Vorige paginaVolgende pagina Print
a a a

Triage-instrument 'Behoefte als kompas, de oudere aan het roer'

 

In het transitie-experiment maken we gebruik van het triage-instrument 'Behoefte als kompas, de oudere aan het roer'. Met dit instrument krijgen we zicht op de kwetsbaarheid, zorgcomplexiteit en het welbevinden van de oudere. 

Kwetsbaarheid 

Kwetsbaarheid bij ouderen (frailty) zegt iets over de ernst en de snelheid van het verouderingsproces binnen het individu en is gerelateerd aan chronische ziekte en functioneel verlies. Kwetsbaarheid is een betere voorspeller van gezondheidsuitkomsten dan leeftijd. Ouderen die kwetsbaar zijn en bijvoorbeeld een heup breken, hebben een grotere kans op complicaties zoals een langere ziekenhuisopname, een langere revalidatie of komen eerder te overlijden. Wij meten de kwetsbaarheid met de Groninger Frailty Indicator (GFI), die uit 15 vragen bestaat. De vragen gaan onder andere over Activiteiten van het Dagelijks Leven (ADL), medicijngebruik en psychosociale aspecten. De score kan lopen van 0 - 15; we spreken van verhoogde kwetsbaarheid bij een score hoger dan 3.
 

Zorgcomplexiteit 

De INTERMED is een instrument waarmee professionals de zorgcomplexiteit vaststellen. Het is een methode die uitgaat van de biopsychosociale benadering voor het stellen van een diagnose en het bepalen van een behandeling. De behoeften worden geordend op vier domeinen: biologisch, psychologisch, sociaal en de relatie met de gezondheidszorg. Hierbij wordt gekeken naar de voorgeschiedenis, de huidige situatie en de toekomst.

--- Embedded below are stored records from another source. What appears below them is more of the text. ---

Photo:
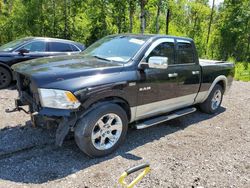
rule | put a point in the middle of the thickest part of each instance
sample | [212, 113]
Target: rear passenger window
[165, 49]
[59, 47]
[74, 48]
[37, 46]
[185, 53]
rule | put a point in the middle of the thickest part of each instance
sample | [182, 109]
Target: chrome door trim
[160, 107]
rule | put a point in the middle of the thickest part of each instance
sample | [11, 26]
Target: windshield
[116, 48]
[12, 45]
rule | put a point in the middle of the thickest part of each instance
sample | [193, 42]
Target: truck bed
[206, 62]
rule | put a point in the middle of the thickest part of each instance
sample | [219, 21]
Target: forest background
[220, 29]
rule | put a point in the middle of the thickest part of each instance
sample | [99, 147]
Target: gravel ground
[197, 150]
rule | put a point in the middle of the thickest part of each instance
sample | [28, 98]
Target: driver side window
[165, 49]
[37, 46]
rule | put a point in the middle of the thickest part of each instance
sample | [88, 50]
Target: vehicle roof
[50, 39]
[152, 36]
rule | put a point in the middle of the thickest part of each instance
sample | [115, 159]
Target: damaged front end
[42, 116]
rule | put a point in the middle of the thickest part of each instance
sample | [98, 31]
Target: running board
[161, 119]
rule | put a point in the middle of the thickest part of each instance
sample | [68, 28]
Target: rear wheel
[5, 78]
[102, 130]
[212, 104]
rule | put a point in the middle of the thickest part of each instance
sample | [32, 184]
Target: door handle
[172, 75]
[195, 72]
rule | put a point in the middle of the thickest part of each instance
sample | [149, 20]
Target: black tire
[5, 77]
[87, 124]
[207, 105]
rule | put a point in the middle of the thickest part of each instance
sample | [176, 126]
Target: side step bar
[164, 118]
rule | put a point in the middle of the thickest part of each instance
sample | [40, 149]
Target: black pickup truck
[120, 79]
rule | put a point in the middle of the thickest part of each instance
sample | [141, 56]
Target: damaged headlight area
[59, 99]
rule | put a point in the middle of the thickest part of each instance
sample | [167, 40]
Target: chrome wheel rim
[106, 131]
[216, 100]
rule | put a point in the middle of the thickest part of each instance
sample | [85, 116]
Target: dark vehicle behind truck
[31, 48]
[120, 79]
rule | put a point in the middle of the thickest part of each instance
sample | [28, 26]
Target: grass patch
[242, 71]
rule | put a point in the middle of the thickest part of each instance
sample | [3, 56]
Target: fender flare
[105, 97]
[202, 96]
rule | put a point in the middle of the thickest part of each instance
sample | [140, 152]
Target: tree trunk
[167, 20]
[142, 17]
[209, 26]
[65, 20]
[159, 4]
[131, 15]
[54, 17]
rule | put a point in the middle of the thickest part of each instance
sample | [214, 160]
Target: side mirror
[23, 51]
[158, 62]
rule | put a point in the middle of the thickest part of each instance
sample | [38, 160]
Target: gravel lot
[197, 150]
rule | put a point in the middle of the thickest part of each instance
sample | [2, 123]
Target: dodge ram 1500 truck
[120, 79]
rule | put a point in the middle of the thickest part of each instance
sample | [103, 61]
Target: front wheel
[212, 104]
[102, 130]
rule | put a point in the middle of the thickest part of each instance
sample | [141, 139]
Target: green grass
[242, 71]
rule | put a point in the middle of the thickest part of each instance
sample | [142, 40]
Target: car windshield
[116, 48]
[12, 45]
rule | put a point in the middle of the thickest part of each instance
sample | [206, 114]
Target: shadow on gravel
[29, 155]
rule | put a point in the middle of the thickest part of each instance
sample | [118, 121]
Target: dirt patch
[192, 151]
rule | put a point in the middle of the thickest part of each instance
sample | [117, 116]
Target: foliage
[87, 21]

In totaal wordt op 20 items gescoord; de maximale score is 60. In een ziekenhuispopulatie spreken we van hoog complex bij een score van 21 of hoger. 

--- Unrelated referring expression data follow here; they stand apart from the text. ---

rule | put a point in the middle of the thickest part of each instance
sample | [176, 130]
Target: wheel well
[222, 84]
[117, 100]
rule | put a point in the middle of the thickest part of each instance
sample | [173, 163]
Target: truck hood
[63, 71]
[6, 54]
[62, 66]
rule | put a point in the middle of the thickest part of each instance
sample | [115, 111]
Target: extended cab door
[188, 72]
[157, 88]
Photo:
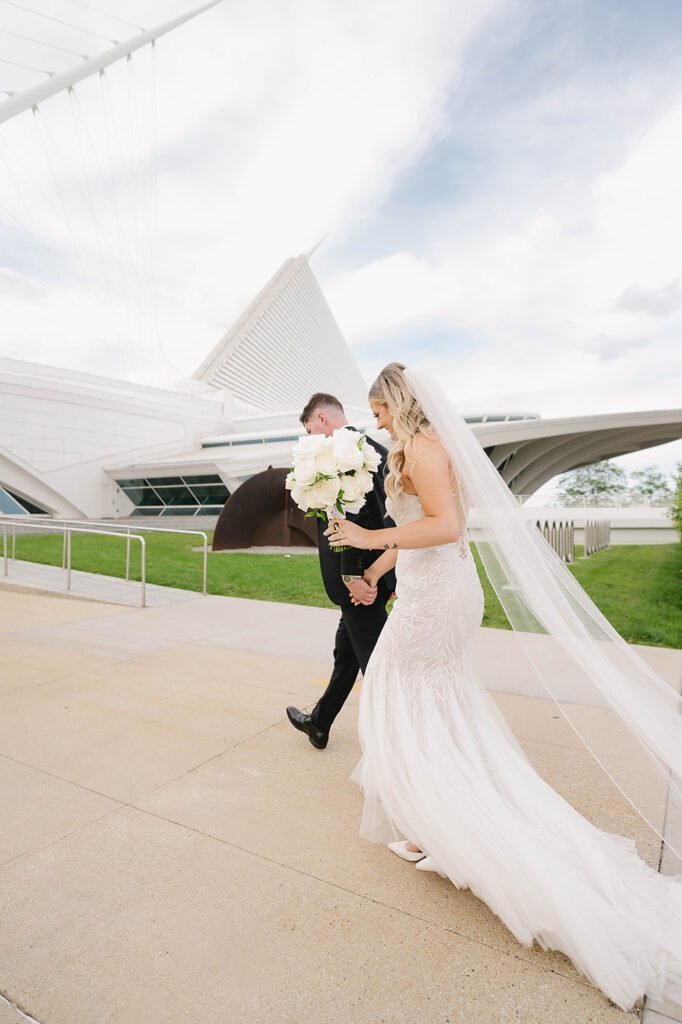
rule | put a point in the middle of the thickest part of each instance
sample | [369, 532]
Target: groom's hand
[361, 592]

In het triage-instrument wordt de INTERMED Self-Assessment Oudere gebruikt, die is afgeleid van de professionele INTERMED. Hiermee wordt het perspectief van de oudere zelf over zijn of haar situatie in kaart gebracht. Het geeft onder andere inzicht in actuele zorgvragen (huidige toestand) en de wijze waarop de oudere kijkt naar de toekomst. Het gaat hierbij eigenlijk over de afstemming tussen de zorgbehoefte vanuit het perspectief van de oudere en in hoeverre het aanbod hieraan tegemoet komt. Wanneer alles goed geregeld is kan het dus zijn dat ouderen, die vanuit een professioneel oogpunt complex zijn, zelf aangeven niet complex te zijn en dus laag scoren op de INTERMED Self-Assessment.
 

Welbevinden 

Ouderen geven aan dat succesvol ouder worden vooral te maken heeft met je gelukkig voelen en nog plezier in het leven hebben. Dit in tegenstelling tot wat vaak door hulpverleners en wetenschappers wordt gezien als succesvol ouder worden. Zij koppelen dit aan gezondheid, geen beperkingen ervaren en alles nog zelfstandig kunnen doen. Om zich gelukkig te voelen moeten zowel lichamelijke als sociale behoeften van mensen vervuld zijn.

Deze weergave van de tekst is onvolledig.